California State University, Dominguez Hills has become the newest Jumpstart early childhood education location in Southern California. Jumpstart Los Angeles County at CSU Dominguez Hills will pair college students with preschoolers at Rainbow Child Development Center and Immanuel Children Development Center in Compton for twice-weekly sessions that will include helping the children with basic language and math skills, reading, and assisting teachers. The corps will also be working with children in the university’s Child Development Center.
Among the first activities the new location will participate in is Jumpstart’s nationwide “Read for the Record” read-a-thon campaign on October 7. Community volunteers are currently being sought to read “A Snowy Day” by Ezra Jack Keats to children at the Dominguez Hills Child Development Center from 9 to 11 a.m. that day. To volunteer to read, call (310) 243-2438. A fundraiser is currently ongoing to raise money to buy books the preschoolers can keep. To donate, visit www.csudh.edu/csl and click “Donate here”.
“We are proud to join Jumpstart in this critically important work,” said Cheryl McKnight, director of the university’s Center for Service, Learning, Internship, and Civic Engagement (SLICE). “It strengthens our commitment to the community and gives our students the chance to enrich their academic experience by giving back in a meaningful way.”
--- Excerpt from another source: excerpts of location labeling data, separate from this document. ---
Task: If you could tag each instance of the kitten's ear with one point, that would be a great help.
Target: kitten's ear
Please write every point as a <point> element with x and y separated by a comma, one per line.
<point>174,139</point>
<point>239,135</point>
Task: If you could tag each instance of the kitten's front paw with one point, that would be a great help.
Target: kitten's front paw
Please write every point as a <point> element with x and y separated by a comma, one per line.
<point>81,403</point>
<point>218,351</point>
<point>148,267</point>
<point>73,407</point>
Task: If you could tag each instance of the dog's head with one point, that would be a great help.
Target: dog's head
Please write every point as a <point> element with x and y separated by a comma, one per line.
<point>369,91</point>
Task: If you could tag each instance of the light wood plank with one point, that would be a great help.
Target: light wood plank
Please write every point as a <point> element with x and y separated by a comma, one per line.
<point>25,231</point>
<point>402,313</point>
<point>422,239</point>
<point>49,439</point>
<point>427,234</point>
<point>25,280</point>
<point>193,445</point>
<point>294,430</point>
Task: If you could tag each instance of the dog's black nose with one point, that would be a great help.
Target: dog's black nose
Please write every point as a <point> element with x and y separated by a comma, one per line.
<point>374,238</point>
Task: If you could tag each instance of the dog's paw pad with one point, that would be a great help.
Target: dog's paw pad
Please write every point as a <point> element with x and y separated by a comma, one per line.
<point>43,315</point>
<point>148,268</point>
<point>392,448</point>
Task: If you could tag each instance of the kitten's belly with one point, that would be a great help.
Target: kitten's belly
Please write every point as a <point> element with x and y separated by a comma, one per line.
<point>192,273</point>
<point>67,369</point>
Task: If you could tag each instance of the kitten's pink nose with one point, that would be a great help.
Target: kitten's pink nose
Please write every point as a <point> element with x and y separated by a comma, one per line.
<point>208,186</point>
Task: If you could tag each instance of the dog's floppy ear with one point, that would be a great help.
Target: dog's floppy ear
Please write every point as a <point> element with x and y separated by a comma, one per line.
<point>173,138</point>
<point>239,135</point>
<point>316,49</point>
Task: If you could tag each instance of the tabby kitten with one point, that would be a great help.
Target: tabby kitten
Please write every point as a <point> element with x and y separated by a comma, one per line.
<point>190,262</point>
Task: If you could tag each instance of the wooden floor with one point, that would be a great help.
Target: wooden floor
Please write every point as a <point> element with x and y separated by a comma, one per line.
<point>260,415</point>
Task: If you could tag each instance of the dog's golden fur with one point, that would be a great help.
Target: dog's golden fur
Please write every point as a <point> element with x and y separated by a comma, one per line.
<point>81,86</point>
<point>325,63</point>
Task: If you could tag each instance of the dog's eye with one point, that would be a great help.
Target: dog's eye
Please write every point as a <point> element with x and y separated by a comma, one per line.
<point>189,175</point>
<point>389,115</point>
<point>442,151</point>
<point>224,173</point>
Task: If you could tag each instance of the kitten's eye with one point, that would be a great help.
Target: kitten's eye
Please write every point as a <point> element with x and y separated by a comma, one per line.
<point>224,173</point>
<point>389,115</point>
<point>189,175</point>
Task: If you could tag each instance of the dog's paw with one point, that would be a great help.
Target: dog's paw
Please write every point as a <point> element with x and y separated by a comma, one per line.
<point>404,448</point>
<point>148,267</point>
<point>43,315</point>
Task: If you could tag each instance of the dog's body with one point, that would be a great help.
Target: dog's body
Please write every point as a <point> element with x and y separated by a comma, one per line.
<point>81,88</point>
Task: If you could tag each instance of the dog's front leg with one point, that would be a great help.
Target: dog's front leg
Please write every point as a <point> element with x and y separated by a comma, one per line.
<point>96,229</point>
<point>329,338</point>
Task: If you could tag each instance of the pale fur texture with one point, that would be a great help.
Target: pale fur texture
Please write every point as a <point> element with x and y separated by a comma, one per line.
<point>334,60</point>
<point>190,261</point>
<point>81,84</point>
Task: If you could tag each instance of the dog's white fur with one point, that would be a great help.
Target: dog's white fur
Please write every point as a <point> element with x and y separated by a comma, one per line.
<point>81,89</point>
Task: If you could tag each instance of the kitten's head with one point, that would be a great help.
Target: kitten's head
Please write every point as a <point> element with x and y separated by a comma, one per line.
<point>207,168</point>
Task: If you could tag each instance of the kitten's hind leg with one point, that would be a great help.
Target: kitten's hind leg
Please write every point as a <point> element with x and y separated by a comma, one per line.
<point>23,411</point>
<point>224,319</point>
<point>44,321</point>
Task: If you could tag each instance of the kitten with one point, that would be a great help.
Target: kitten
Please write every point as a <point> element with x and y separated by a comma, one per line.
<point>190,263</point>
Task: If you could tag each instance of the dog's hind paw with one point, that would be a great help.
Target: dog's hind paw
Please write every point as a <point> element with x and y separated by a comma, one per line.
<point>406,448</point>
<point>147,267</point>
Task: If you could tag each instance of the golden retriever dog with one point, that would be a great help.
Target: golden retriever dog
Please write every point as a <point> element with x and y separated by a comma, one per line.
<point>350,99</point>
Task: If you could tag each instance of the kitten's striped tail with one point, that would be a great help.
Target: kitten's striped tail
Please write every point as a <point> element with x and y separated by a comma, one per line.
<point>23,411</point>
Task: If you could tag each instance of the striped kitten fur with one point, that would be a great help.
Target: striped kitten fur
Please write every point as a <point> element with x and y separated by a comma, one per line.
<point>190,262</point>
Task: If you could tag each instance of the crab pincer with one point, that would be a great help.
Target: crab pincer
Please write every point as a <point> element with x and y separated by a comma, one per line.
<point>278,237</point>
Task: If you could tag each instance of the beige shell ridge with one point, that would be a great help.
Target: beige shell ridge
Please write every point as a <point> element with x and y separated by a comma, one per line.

CSU Dominguez Hills joins the nonprofit network of 62 universities nationwide dedicated to addressing school readiness among America’s preschool population. Through the partnership, 30 students at CSU Dominguez Hills will serve 300 hours this academic year as Jumpstart corps members, working to ensure that local preschoolers receive mentoring and encouragement that will prepare them to do well in primary and secondary school, and ultimately college.
Sergio Pineda, Jumpstart at CSU Dominguez Hills site manager, says he recruited corps members who sincerely wanted to help children through a structured curriculum with a focus on literacy, mathematics, and confidence building.
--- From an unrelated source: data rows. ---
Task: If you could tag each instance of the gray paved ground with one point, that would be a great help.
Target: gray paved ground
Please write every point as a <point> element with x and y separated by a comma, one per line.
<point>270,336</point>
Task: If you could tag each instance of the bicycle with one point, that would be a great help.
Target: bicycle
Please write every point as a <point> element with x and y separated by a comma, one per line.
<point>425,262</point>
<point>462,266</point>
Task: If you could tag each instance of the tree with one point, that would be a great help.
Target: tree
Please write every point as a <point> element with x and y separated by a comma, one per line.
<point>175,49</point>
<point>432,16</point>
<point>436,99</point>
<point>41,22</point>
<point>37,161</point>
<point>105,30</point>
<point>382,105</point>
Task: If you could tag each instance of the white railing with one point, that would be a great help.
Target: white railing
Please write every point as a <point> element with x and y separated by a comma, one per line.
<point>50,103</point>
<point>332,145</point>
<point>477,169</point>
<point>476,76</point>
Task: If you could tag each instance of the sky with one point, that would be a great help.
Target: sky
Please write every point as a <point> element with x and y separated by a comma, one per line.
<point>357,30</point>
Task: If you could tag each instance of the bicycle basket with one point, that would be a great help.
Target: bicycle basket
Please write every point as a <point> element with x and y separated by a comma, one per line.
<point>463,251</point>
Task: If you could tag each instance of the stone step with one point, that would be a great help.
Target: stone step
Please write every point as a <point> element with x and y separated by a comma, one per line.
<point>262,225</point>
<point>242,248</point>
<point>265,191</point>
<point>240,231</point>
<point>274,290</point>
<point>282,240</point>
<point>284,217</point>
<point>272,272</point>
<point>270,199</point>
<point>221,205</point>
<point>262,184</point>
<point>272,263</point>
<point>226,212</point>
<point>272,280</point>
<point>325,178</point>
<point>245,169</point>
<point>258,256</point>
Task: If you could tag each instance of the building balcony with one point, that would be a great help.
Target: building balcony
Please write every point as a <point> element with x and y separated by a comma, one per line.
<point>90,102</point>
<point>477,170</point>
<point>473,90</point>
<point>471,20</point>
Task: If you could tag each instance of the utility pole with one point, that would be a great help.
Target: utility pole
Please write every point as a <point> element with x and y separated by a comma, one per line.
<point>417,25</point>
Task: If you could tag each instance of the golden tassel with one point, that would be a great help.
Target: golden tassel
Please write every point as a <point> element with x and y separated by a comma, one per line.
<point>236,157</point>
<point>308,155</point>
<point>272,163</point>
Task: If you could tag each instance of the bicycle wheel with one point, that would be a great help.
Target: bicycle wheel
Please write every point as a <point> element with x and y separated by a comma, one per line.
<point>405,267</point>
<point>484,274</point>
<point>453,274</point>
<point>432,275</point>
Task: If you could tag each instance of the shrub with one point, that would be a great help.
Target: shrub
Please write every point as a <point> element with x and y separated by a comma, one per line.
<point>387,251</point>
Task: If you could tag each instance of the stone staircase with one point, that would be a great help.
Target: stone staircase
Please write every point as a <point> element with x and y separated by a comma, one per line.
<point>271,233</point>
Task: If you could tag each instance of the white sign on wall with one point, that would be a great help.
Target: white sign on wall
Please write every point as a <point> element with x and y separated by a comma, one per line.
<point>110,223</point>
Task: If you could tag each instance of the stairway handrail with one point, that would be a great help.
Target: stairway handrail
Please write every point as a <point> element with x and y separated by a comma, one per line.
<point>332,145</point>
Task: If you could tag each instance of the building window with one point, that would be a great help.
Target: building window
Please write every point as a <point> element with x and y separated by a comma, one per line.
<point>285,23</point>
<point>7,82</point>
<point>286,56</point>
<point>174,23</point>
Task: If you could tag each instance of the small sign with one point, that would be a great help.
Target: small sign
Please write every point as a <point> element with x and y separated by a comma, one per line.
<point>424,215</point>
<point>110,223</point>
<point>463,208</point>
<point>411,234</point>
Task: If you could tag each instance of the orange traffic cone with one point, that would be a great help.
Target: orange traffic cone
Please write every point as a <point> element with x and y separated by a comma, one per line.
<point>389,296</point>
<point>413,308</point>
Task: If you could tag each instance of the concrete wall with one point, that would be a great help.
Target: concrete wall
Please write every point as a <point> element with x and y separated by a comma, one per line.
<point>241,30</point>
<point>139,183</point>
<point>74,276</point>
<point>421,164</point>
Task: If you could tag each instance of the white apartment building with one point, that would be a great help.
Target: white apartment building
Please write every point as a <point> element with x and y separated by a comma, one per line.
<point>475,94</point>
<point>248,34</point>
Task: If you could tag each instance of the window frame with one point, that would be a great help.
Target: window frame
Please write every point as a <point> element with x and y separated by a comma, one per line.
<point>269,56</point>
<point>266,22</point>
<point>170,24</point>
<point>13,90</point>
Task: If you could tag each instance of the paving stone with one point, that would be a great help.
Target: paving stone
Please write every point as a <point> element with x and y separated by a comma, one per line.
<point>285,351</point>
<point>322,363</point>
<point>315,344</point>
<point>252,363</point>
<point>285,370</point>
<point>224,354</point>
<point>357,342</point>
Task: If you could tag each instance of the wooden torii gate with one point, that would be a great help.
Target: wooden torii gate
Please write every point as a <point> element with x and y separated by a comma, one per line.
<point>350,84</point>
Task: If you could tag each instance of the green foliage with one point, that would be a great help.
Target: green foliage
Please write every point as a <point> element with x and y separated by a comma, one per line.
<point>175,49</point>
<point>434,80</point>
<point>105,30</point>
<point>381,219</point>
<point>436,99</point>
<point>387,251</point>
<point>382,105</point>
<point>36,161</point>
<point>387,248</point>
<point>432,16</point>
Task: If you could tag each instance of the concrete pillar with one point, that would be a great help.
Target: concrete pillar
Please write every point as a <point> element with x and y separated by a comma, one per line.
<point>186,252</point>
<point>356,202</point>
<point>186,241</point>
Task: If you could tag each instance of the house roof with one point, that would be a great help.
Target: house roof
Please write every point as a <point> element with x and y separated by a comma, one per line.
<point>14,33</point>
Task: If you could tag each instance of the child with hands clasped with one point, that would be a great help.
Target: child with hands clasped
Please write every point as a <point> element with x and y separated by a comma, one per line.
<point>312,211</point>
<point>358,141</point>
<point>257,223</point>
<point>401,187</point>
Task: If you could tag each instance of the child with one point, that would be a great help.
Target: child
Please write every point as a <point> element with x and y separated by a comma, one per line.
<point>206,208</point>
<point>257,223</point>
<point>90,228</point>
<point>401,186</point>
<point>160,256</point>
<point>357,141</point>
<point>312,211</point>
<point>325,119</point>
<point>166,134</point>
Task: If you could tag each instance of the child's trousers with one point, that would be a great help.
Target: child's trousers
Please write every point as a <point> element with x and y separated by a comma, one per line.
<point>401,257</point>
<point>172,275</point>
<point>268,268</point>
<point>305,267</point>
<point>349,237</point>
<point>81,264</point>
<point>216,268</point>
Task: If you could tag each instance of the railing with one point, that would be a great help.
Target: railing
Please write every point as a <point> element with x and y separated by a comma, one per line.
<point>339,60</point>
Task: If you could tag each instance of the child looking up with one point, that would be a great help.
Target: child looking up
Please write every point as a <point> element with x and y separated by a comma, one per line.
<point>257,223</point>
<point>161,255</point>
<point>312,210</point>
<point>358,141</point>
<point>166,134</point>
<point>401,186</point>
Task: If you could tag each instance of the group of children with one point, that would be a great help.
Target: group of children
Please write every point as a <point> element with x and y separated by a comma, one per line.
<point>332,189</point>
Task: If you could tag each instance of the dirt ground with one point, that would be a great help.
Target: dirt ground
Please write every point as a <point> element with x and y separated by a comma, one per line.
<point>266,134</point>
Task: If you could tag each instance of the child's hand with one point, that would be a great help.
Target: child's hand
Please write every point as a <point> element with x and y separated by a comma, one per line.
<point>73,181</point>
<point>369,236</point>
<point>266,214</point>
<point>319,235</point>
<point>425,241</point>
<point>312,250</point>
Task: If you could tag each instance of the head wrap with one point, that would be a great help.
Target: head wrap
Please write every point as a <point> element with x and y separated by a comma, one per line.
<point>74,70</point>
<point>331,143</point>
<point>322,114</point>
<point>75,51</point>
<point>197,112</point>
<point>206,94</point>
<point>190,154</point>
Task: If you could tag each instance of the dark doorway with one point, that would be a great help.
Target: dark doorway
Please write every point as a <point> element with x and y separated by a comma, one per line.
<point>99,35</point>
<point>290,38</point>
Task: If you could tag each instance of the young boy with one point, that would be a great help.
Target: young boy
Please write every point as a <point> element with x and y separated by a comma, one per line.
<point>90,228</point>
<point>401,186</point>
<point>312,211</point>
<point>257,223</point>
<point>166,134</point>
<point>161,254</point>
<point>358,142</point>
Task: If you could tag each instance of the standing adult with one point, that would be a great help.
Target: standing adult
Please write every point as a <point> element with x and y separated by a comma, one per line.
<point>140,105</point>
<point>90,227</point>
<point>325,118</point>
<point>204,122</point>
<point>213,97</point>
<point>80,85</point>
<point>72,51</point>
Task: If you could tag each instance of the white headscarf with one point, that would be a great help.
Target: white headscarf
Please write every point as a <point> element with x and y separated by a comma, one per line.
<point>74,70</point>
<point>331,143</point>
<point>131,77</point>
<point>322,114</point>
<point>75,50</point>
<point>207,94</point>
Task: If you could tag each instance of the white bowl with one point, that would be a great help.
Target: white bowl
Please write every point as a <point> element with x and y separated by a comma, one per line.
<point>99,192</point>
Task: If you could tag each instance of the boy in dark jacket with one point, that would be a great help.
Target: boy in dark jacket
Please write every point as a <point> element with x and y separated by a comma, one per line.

“We’re not going to just be hanging out with the kids,” says Pineda. “We have a mission, and that mission is to have these kids reading by the time they get to kindergarten.”
Jumpstart will utilize the university’s Federal Work-Study (FWS) dollars to pay students, enabling them to finance a portion of their education by performing valuable community service. In addition, some Jumpstart Corps members who do not receive FWS may earn a $1,100 AmeriCorps education award upon completing 300 hours of service.